= The Laily Worm and the Machrel of the Sea =

Traditional song

"The Laily Worm and the Machrel of the Sea" (Roud 3968, Child 36) is an English-language folk song. 'Machrel' is an archaic spelling of 'mackerel', the type of fish, and title can be spelled either way.

==Synopsis==
A young man, transformed into a laily (loathly, or loathsome) worm, tells his story: his father married an evil woman as his stepmother, and she transformed him into a worm and his sister into a mackerel. His sister combed his hair every Saturday. He has killed seven knights, and if the man he was speaking to was not his father, he would be the eighth.

His father sends for the stepmother, who claims his children are at court.

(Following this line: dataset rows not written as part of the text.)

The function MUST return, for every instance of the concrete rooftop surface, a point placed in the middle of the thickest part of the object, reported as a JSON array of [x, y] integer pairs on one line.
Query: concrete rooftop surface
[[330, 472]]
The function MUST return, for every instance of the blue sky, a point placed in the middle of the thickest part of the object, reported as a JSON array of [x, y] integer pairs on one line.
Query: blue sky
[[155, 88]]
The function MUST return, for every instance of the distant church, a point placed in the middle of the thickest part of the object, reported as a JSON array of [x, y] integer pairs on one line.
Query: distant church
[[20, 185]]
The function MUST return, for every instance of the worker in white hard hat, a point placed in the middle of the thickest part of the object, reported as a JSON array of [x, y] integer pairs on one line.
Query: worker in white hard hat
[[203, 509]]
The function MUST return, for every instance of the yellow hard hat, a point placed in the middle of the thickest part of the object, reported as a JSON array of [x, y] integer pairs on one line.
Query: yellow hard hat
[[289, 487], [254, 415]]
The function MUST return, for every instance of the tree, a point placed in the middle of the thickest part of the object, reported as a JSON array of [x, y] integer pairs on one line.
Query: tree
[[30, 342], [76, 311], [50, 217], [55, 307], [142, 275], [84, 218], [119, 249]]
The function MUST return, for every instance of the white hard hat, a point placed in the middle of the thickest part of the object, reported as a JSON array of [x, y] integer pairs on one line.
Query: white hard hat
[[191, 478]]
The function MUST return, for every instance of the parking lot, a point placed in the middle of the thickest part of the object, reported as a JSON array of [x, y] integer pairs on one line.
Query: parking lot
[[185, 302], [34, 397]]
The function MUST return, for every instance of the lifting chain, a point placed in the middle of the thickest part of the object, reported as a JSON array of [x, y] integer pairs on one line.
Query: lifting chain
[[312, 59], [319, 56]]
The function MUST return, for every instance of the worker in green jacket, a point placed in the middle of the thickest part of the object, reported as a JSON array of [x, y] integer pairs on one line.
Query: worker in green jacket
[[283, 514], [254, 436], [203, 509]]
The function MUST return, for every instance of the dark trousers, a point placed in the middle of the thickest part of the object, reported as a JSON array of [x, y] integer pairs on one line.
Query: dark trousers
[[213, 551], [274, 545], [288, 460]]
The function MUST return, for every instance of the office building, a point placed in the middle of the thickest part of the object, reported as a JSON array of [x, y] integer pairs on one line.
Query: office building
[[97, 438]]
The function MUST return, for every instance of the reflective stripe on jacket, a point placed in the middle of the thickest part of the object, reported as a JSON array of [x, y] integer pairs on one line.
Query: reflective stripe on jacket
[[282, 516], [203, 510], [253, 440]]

He makes her use her silver wand to turn his son back, and then her magic horn to summon the fish, although the daughter holds back rather than let the stepmother transform her again.

The father burns the stepmother at the stake.

==Motifs==
This ballad has motifs in common with "The Laidly Worm of Spindleston Heugh", "Kemp Owyne", and more with "Allison Gross", but is an independent one, and a traditional one, unretouched by literary forms.

The sister can comb the hair in "Allison Gross" because she still has her human form; Francis James Child believed that part of the original tale has been lost, in which she could assume her human form again for part of the week.

The horn has a logical plot function in this tale, unlike "Allison Gross". It is psychologically sound that the fish wishes to avoid her stepmother, but that plot twist leaves her still a fish; Child believed that, here, also, part of the tale was lost.